Judiciary Law § 753 (A) (1) provides that a court may punish for contempt the neglect or violation of a duty, or other misconduct, by disobedience to a lawful mandate of the court or a Judge thereof, as a result of which the right of a party in a civil action or special proceeding is defeated, impeded, impaired or prejudiced (see, Matter of McCormick v Axelrod, 59 NY2d 574; Commissioner of Labor of State of N. Y. v Hinman, 103 AD2d 886, 887). Respondent’s argument that he acted in good faith and in the best interests of the children is of no avail (see, Matter of Sentry Armored Courier Corp. v New York City Off-Track Betting Corp., 75 AD2d 344; Matter of Williamsville Teachers Assn. v Hatch, 62 AD2d 1144). It is Family Court which makes the order of disposition of children found to be neglected (Family Ct Act § 115 [a] [i]; § 1013 [a]) and once the order is made, respondent has no discretion but to comply with that order. Since the surrender instruments were not signed by the father and were not *832presented for court approval, they had no legal effect. Yet respondent discontinued support services to petitioner and denied her right of visitation, allegedly in reliance upon that instrument. That he chose to act through his subordinates will not permit respondent to escape the consequences of his actions (see, Matter of McCormick v Axelrod, supra, at 587). It is not necessary that the disobedience be deliberate; the mere act of disobedience, regardless of motive, is sufficient to sustain a finding of civil contempt if such disobedience defeats, impairs, impedes or prejudices the rights of a party (Yalkowsky v Yalkowsky, 93 AD2d 834, 835). The record demonstrates this result.

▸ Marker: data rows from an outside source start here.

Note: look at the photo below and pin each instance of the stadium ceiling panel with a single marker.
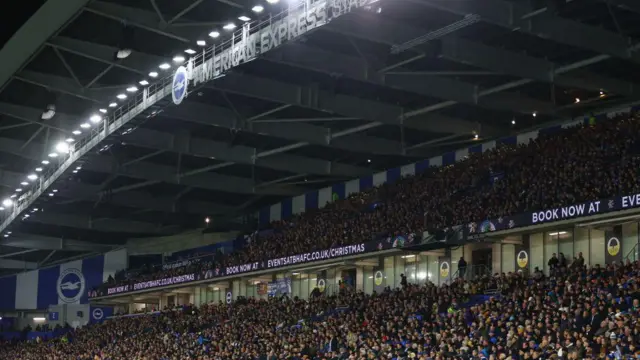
(338, 103)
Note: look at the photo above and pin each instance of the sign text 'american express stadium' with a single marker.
(299, 21)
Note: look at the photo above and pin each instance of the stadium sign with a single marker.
(252, 43)
(602, 206)
(310, 257)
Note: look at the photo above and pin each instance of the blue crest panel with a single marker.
(311, 200)
(92, 269)
(47, 287)
(8, 288)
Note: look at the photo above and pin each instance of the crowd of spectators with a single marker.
(561, 167)
(579, 313)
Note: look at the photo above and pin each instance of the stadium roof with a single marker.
(377, 88)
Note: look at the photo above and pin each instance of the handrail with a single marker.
(213, 62)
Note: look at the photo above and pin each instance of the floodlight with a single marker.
(62, 147)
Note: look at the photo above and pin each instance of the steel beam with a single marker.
(497, 60)
(49, 18)
(38, 242)
(144, 20)
(433, 86)
(287, 93)
(150, 171)
(131, 199)
(521, 16)
(184, 143)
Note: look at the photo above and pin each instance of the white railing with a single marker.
(244, 45)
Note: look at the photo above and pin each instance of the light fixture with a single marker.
(123, 53)
(49, 112)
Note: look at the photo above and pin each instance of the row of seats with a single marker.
(580, 313)
(570, 165)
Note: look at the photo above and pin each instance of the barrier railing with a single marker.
(244, 45)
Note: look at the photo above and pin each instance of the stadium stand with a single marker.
(578, 313)
(577, 164)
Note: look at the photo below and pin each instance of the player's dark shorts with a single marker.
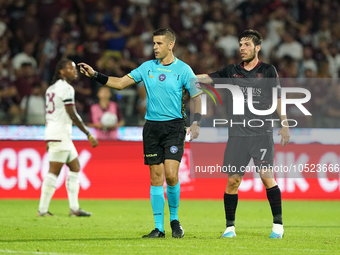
(241, 149)
(163, 140)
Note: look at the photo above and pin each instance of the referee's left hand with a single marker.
(285, 136)
(194, 131)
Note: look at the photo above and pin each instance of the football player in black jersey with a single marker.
(254, 140)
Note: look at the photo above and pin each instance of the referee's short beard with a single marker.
(251, 57)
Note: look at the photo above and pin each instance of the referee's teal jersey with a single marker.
(165, 88)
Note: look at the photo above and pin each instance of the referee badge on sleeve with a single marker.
(173, 149)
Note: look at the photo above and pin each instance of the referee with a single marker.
(256, 141)
(166, 79)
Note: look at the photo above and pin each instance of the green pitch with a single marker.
(116, 227)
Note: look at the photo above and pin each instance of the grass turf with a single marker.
(116, 227)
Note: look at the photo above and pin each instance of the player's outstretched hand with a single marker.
(285, 136)
(194, 131)
(86, 69)
(93, 141)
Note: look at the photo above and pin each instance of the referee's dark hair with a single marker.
(252, 34)
(168, 32)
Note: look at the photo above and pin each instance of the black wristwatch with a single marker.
(198, 123)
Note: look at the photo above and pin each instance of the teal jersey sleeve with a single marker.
(190, 82)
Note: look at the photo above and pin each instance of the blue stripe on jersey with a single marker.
(165, 88)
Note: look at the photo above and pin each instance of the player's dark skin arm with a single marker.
(284, 131)
(72, 112)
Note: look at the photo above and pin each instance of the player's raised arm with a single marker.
(109, 81)
(72, 112)
(284, 131)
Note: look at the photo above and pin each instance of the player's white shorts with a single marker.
(58, 154)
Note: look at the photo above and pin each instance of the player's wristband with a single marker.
(89, 136)
(101, 78)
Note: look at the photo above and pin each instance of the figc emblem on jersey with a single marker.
(161, 77)
(173, 149)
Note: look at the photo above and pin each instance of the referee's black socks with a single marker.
(230, 204)
(274, 198)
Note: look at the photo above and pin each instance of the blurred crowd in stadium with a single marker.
(301, 39)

Finally, we are unpersuaded that Family Court erred in failing to afford respondent an evidentiary hearing before deciding he was guilty of civil contempt. Whether an evidentiary hearing was required rested wholly within the discretion of the court (Matter of Storm, 28 AD2d 290, 294-295). The record shows that respondent had adequate opportunity to present evidence both as to his guilt as well as possible punishment.
Judgment affirmed, without costs. Mahoney, P. J., Kane, Weiss, Mikoll and Harvey, JJ., concur.